We got to chat with Alexey Pajitnov and Henk Rogers about Tetris, its impact, its future, and its origins.

At E3 2009, Jonathan Metts and I sat down and chatted with Tetris creator Alexey Pajitnov and Henk Rogers, President and CEO of Tetris licenser Blue Planet Software. The reason for the interview was to celebrate the 25th anniversary of Tetris on June 6, 2009.

"[It] is a momentous occasion," said Rogers of the celebration.

As for why the game has such a great longevity, he said, "the gameplay is just rock solid…We expected someone to come up with a better game, but they haven't."

Alexey Pajitnov and Henk Rogers

When asked about the future of the game, Rogers and Pajitnov see the video game developing as a sport.

"Competitive one-on-one, team Tetris, all of the above," Rogers said of the possibilities for Tetris as a sport.

The key to this, according to Rogers, is to make the game even.

"If you have a game where you're winning more than half or losing more than half, then you lose interest," he said. "The only drawback to Tetris is that you have to find somebody of your own [skill] level."

In an effort to keep the "sport" fair, there will be a handicap system integrated into Tetris that will function similarly to the handicap system in golf.

As for how the actual sport will function, Rogers presented one idea that ties in with how Tetris requires so much focus that you can't look at your opponent's screen. In a form of team Tetris, two teams could play each other while there is "a coach or a navigator" managing them and watching their opponent's actions. In a setup similar to rugby, one player on each team would have the focus on them at one time. So basically, it is a one-on-one game where player's screens can be switched on a whim.

Electronic Entertainment Expo 2009: Tetris 1989 NES

Pajitnov originally envisioned Tetris as a competitive game, if only because of the fact that it had a running score. He said that single player is what hooks people, but multiplayer keeps them around.

Rogers sees a bigger distinction between single player and multiplayer Tetris.

"There is a difference between a game and solitaire," he said. "A game really requires two people and most of the experiences, like the original Mario, those are obstacle courses. It's not really a game. It's only a game if two of you are doing the same thing and you're competing to get across the obstacle course.

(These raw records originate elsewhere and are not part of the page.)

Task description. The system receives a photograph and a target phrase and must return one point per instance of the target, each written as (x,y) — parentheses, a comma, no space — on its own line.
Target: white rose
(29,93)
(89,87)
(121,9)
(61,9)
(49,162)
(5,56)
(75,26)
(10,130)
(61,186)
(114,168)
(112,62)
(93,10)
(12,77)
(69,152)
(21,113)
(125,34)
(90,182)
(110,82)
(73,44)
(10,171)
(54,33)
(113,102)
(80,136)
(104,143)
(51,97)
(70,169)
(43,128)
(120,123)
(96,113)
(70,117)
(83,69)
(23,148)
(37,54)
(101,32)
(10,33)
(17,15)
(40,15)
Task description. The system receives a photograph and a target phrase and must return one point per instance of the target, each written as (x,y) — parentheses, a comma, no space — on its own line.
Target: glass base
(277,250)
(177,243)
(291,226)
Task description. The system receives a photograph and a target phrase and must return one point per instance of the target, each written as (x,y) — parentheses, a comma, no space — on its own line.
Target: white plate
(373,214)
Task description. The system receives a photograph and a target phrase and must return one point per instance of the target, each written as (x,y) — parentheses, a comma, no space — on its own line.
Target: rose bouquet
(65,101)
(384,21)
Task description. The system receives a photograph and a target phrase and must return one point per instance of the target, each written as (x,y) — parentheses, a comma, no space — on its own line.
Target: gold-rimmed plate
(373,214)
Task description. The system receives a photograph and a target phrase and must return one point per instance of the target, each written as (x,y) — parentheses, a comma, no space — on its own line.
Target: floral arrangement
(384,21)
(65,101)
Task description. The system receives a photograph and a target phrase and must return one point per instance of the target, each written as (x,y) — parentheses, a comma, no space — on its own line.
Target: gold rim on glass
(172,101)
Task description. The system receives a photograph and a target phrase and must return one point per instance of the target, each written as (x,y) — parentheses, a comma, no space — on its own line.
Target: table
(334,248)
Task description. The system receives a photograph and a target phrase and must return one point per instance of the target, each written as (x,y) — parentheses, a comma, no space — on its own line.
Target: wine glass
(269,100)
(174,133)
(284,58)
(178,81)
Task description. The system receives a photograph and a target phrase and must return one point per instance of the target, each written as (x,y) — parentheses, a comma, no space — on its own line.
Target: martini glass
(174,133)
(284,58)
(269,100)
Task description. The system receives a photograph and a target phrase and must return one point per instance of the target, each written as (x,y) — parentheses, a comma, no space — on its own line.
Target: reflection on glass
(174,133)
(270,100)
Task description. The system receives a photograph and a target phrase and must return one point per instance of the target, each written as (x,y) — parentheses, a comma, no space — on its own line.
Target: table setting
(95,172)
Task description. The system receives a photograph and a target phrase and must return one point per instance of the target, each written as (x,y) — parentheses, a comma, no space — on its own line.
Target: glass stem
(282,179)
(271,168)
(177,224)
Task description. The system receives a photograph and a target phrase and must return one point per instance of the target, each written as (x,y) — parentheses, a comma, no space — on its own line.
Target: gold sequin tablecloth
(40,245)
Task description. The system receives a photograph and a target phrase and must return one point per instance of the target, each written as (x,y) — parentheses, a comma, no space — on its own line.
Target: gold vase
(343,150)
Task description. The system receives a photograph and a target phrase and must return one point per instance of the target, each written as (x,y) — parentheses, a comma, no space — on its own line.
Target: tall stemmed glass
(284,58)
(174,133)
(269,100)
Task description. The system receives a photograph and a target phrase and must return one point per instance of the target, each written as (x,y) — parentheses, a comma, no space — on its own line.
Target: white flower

Tetris easily crossed that bridge from being a single player to being a multiplayer game."

Electronic Entertainment Expo 2009: Tetris Party

As far as what Tetris has become in his home country of Russia, Pajitnov revealed that Russians use the word Tetris without capital letters so it is just a regular word in Russia that means "small casual game."

The two also commented on the way that Tetris keeps "people mentally healthy." Rogers cited a study where they discovered that Tetris changes the shape of the brain and increases the grey matter where intelligence comes from.

There was also another study that delved into Post Traumatic Stress Disorder. In this study, people were subjected to a traumatic video, and after a break, one group played Tetris and the other group didn't. The people who played Tetris had fewer flashbacks than the ones who didn't.

When asked about what genre Tetris fits into, Pajitnov spoke of his own definition of a puzzle game, which is "some configuration that you need to figure out." He learned over time that this definition was not the standard.

"It's the first casual game of its own genre," Pajitnov added.